Mistakes and victories mark the journey. Words
beautifully intended and those that never should have been spoken
line and litter the path. Smiles and tears left wrinkles and stains
on my face and in my mind. And it is now all behind. A new year is
underway and the future looks like an untraveled highway stretched
before me with unseen curves, hills and hazards; but also with
breathtaking scenery, delightful surprises and leisurely side roads
I'll learn of in time. It continues on and yet it just begins, this
changing from past to present to future. And it's a good thing I know
not all that awaits. I might never take that first step if I could
see what lay ahead.
So I'll live each day as it comes just as Psalm
118:24 suggests: “This is the day the Lord has made; let us
rejoice and be glad in it.” I'll trust the Lord to meet me and
provide my needs every day that the sun comes up, just as Jesus asked
us to do when we He bid us come to the Father and pray: “Give us
each day our daily bread.” (Luke11:3) No matter what comes, good or
bad, I'll know that the experience is teaching me something necessary
for the journey and that every step forward is a new opportunity to
begin again as we're told in 2 Corinthians 4:16 when “...we are
being renewed day by day.”
Maybe by the end of 2014, I'll be able to look back
and see that another twelve months of extremes is the life for me.

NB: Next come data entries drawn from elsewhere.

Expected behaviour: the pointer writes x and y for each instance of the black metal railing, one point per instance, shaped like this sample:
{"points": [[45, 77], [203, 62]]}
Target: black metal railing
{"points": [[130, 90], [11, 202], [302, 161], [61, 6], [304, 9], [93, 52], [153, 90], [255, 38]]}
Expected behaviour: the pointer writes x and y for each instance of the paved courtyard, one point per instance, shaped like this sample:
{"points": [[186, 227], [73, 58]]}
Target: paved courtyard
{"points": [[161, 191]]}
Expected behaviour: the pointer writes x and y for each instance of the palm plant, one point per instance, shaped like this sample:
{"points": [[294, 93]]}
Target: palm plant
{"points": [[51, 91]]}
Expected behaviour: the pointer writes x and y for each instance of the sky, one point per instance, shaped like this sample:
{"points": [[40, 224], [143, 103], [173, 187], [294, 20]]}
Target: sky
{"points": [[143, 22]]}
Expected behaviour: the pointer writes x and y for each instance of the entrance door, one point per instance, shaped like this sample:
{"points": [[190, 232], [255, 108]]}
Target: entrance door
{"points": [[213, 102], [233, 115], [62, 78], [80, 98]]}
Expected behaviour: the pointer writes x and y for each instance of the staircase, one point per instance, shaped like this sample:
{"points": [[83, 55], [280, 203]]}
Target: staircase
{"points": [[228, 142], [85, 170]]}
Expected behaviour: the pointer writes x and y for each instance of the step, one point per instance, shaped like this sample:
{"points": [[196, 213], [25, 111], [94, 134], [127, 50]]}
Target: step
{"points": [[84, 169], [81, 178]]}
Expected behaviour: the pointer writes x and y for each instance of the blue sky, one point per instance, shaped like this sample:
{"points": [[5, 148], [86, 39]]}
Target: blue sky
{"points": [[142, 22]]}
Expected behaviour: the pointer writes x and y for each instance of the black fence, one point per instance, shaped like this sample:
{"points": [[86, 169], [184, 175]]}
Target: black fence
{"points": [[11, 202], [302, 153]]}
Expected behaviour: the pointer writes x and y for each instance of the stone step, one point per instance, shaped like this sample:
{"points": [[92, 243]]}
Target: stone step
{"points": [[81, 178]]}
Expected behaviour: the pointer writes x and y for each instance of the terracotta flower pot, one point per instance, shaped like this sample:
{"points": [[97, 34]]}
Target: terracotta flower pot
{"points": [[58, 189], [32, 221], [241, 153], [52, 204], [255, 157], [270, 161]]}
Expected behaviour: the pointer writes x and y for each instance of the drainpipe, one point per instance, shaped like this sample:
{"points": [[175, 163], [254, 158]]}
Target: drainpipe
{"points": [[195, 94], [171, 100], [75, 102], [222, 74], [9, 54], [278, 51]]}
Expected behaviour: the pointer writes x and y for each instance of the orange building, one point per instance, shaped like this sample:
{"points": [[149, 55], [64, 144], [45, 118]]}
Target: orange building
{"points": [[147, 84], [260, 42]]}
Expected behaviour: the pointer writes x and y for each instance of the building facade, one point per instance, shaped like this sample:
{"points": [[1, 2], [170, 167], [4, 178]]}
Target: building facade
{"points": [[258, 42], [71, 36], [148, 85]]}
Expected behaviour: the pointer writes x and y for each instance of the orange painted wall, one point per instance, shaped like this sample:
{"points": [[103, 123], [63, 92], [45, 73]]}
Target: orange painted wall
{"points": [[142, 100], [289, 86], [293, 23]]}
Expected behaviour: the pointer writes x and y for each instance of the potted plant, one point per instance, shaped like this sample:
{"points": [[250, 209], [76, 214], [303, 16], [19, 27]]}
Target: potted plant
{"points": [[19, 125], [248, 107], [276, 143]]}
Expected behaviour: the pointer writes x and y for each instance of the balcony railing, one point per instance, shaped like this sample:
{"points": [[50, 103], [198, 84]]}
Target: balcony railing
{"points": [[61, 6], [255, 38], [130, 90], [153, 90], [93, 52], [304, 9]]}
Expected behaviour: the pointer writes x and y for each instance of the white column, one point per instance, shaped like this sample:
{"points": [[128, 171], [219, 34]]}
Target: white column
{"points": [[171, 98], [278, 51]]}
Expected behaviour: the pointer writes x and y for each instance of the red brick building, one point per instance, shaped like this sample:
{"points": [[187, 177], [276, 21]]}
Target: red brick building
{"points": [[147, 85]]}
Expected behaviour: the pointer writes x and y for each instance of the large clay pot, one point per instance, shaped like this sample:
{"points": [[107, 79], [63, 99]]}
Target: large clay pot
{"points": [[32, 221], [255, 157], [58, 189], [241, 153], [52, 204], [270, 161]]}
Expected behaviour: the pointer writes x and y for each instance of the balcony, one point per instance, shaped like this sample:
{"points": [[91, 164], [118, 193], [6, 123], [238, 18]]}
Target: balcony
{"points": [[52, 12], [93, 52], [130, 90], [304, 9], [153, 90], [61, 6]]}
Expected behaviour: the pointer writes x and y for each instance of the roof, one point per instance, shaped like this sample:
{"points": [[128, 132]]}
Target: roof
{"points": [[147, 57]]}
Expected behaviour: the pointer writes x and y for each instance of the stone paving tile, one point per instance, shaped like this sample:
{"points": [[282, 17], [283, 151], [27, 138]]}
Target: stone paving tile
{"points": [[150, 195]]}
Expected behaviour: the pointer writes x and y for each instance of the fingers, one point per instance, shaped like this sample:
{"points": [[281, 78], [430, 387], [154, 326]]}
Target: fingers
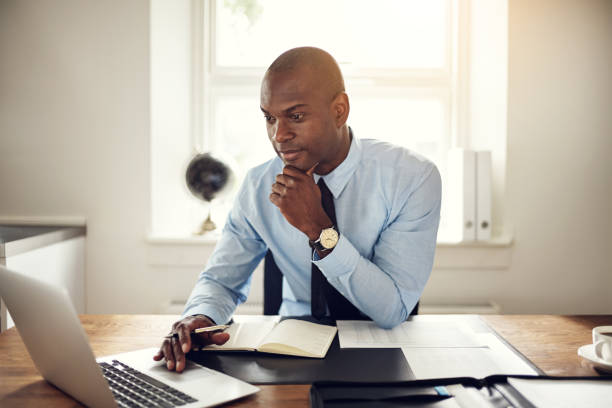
{"points": [[158, 356], [310, 171], [184, 337], [179, 356], [166, 351], [219, 338]]}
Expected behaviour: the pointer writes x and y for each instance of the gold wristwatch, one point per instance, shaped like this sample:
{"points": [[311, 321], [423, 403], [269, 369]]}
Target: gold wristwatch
{"points": [[327, 240]]}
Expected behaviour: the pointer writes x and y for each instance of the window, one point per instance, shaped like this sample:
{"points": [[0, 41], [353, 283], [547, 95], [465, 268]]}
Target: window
{"points": [[396, 57]]}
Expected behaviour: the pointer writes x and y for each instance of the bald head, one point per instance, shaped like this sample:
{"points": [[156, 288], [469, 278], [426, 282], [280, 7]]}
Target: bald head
{"points": [[320, 63]]}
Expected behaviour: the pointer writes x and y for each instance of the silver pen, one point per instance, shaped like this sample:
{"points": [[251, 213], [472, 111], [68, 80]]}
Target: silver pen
{"points": [[219, 327]]}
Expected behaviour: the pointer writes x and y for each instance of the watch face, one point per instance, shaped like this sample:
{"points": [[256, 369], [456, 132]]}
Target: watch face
{"points": [[329, 238]]}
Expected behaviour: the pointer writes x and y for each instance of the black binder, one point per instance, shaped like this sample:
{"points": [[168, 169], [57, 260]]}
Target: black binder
{"points": [[382, 365], [495, 392]]}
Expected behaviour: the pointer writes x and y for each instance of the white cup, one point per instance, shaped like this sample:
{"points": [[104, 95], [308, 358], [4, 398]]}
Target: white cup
{"points": [[602, 342]]}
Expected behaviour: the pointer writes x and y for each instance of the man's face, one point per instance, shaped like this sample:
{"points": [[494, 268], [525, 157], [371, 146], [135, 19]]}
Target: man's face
{"points": [[299, 119]]}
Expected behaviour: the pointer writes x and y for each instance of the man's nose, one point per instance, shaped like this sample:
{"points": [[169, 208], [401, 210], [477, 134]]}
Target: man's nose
{"points": [[282, 132]]}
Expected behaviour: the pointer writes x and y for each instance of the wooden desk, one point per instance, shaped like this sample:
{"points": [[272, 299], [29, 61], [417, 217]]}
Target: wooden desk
{"points": [[550, 342]]}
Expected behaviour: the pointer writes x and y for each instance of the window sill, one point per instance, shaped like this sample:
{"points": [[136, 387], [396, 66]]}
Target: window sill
{"points": [[193, 251]]}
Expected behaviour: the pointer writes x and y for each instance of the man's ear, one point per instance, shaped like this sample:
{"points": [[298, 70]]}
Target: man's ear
{"points": [[340, 109]]}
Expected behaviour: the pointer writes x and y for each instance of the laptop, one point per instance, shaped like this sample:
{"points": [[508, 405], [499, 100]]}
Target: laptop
{"points": [[52, 333]]}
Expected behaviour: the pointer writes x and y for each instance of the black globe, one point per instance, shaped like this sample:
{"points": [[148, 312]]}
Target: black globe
{"points": [[207, 176]]}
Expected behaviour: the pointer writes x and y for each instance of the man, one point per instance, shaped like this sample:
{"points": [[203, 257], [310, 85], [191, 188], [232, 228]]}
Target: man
{"points": [[351, 222]]}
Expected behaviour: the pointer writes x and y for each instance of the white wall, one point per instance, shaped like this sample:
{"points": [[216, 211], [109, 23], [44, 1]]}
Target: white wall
{"points": [[74, 140], [559, 172], [74, 132]]}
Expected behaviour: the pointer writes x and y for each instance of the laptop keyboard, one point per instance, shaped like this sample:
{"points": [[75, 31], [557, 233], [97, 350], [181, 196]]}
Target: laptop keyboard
{"points": [[132, 388]]}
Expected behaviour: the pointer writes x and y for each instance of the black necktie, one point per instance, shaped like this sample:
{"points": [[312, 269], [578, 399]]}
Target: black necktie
{"points": [[322, 293]]}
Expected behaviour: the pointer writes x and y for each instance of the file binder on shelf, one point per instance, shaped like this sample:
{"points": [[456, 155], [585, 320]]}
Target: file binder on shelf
{"points": [[497, 391], [483, 195]]}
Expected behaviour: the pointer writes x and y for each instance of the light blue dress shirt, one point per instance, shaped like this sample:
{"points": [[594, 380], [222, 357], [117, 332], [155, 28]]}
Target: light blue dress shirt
{"points": [[387, 202]]}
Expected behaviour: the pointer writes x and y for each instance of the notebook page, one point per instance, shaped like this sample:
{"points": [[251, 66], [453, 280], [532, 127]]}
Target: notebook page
{"points": [[312, 338], [246, 335]]}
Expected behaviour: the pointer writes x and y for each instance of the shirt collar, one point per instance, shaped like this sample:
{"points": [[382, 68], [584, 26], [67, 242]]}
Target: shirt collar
{"points": [[338, 178]]}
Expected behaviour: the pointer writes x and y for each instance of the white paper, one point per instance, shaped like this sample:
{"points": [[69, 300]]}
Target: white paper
{"points": [[496, 358], [565, 394], [365, 334]]}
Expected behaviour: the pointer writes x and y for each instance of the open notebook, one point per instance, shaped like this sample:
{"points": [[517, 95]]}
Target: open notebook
{"points": [[290, 337]]}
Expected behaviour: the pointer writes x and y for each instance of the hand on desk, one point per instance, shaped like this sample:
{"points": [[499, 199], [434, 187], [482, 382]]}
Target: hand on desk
{"points": [[174, 349]]}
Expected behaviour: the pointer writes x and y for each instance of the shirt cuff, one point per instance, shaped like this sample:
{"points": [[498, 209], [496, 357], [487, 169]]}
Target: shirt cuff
{"points": [[342, 260]]}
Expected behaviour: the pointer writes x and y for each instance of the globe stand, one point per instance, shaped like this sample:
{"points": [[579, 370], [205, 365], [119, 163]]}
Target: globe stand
{"points": [[207, 226]]}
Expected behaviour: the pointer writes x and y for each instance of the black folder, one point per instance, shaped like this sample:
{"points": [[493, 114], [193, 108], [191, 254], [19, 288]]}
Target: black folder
{"points": [[494, 391]]}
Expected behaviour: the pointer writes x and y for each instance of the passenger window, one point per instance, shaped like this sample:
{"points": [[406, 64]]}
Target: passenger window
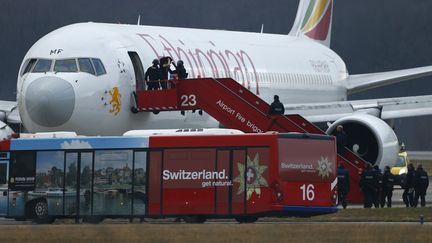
{"points": [[85, 65], [100, 69], [66, 65], [28, 66], [42, 66]]}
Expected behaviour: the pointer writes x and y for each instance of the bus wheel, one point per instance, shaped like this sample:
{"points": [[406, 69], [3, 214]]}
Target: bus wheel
{"points": [[93, 219], [246, 219], [40, 213], [194, 219]]}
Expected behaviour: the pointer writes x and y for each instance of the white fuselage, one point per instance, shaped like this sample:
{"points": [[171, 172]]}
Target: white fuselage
{"points": [[297, 69]]}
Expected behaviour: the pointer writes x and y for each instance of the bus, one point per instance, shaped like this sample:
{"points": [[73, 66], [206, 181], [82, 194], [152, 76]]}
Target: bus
{"points": [[192, 177]]}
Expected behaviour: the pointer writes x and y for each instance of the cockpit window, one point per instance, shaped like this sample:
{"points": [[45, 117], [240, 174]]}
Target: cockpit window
{"points": [[85, 65], [65, 65], [42, 66], [99, 67], [28, 66]]}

And for you! In all reality, it's the story for every one in
humanity. Life is colorful, volatile, horrible, delightful,
unpredictable, supernatural and incredible when we live it one step
at a time.
May your journey be filled with more hoorays than
heartaches, your days be more sunny than gloomy. May you know peace
of mind no matter the trial; and be surrounded by love and laughter
often and in great abundance! May you rest from well-placed labor and
receive satisfaction for acts of integrity. May you experience
thrilling adventures of unexpected pleasure as well as enjoy days of
calm, smooth and predictable sailing. Above all, may you trust in the
Lord every step of the way down life's highway.